Il caporalato, nelle campagne italiane, è un problema annoso, a cui proprio non si riesce a porre rimedio. Credere che riguardi solo le filiere più povere, che non godono di ampi margini di guadagno, come quella del pomodoro o delle arance, che spesso guadagnano le prime pagine dei giornali, sarebbe però un errore. Neanche il più fortunato e patinato mondo del vino è immune da un certo tasso di lavoro sottopagato e, in alcuni casi, di vero e proprio sfruttamento.
In vendemmia, notizie del genere saltano fuori spesso, ma adesso da “Slow Food” (www.slowfood.it) arriva una denuncia più circoscritta, frutto di un lavoro d’inchiesta approfondito di Giancarlo Gariglio, tra i curatori della guida della Chiocciola, che ha provato a fare un po’ di luce sulle zone d’ombra dietro alle quali, anche nelle Langhe e nel Monferrato, si nascondono cooperative poco trasparenti e aziende un po’ troppo furbe.
Quello che ne emerge, è un panorama poco edificante, certamente parziale, ma che racconta un sistema in cui esistono “lavoratori sfruttati a tutti gli effetti, che percepiscono salari da fame e dipendono da connazionali arrivati prima di loro, che si arricchiscono alle loro spalle sfruttandone le prestazioni”. Tutto, scrive Gariglio, inizia dal costo orario: le tariffe ufficiali parlano di 10 euro l’ora più Iva, ma al nero si arriva a 8, e “se l’azienda in questione è grande e richiede molto lavoro si può arrivare a 6 euro”. E la tariffa scende persino a 4 euro se il lavoratore è alle prime armi.
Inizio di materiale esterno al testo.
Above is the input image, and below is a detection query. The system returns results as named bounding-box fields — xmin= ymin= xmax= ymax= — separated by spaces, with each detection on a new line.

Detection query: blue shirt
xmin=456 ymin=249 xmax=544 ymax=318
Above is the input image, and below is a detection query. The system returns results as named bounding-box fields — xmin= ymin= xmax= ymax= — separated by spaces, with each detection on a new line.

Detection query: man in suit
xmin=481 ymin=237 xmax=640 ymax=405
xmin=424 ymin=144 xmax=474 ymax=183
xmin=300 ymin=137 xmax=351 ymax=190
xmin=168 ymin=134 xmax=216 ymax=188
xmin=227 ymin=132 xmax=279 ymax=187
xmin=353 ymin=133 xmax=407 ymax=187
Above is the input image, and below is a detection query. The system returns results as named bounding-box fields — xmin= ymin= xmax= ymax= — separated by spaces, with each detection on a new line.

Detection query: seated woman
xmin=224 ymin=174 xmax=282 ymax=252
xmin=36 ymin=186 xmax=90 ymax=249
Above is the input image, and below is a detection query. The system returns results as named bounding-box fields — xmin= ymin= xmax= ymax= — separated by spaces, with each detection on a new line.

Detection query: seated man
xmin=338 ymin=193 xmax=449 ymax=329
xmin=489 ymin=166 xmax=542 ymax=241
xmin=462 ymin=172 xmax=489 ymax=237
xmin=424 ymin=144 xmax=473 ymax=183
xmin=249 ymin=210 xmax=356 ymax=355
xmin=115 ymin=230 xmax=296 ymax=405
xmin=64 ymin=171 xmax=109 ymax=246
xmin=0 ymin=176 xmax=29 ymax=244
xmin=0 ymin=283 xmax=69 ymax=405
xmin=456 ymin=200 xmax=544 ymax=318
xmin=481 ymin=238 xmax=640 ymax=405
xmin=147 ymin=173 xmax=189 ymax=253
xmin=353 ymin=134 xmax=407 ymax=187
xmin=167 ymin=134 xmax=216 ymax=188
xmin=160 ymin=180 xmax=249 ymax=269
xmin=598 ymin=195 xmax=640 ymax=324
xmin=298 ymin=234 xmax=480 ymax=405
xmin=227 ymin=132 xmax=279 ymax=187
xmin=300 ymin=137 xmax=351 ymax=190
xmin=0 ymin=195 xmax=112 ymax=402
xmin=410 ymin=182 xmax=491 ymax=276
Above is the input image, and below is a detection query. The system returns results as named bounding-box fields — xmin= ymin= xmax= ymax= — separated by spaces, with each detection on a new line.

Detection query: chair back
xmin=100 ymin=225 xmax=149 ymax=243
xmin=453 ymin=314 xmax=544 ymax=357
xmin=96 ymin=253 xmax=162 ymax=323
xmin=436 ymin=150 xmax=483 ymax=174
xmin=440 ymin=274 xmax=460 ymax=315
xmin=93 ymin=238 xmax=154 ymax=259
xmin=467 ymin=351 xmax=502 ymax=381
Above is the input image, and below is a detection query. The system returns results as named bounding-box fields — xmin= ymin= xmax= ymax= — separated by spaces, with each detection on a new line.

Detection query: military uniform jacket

Altro fronte è quello del lavoro a cottimo, in cui la cooperativa si assume la responsabilità di un determinato lavoro in vigna ad una cifra prestabilita, senza alcuna responsabilità per l’azienda. Così, capita di lavorare ininterrottamente per 10 ore, compreso il week end (quando le forze dell’ordine allentano la stretta dei controlli), anche nelle ore più calde, per salari davvero da fame: 3 euro l’ora, in Sicilia persino 2,5, con il rischio di svenimenti e relativi rimpatri.
Il risultato è una commistione di “bianco” e “nero”, come lo definisce Gariglio, in cui accanto ai listini regolari ne esistono di irregolari, ed accanto alle cooperative regolari è un florilegio di veri e propri caporali, che spesso forniscono manodopera al nero proprio alle cooperative. Senza dimenticare che, nel “pacchetto”, è compreso anche l’alloggio, “un letto in camerate sovraffollate a 200 euro il mese”, a peggiorare la situazione. E, come conclude Gariglio, “se la situazione di schiavitù è così nel basso Piemonte, si può facilmente immaginare cosa accada nel resto d’Italia, magari in regioni in cui il prezzo delle uve e del vino è sensibilmente più basso ...”.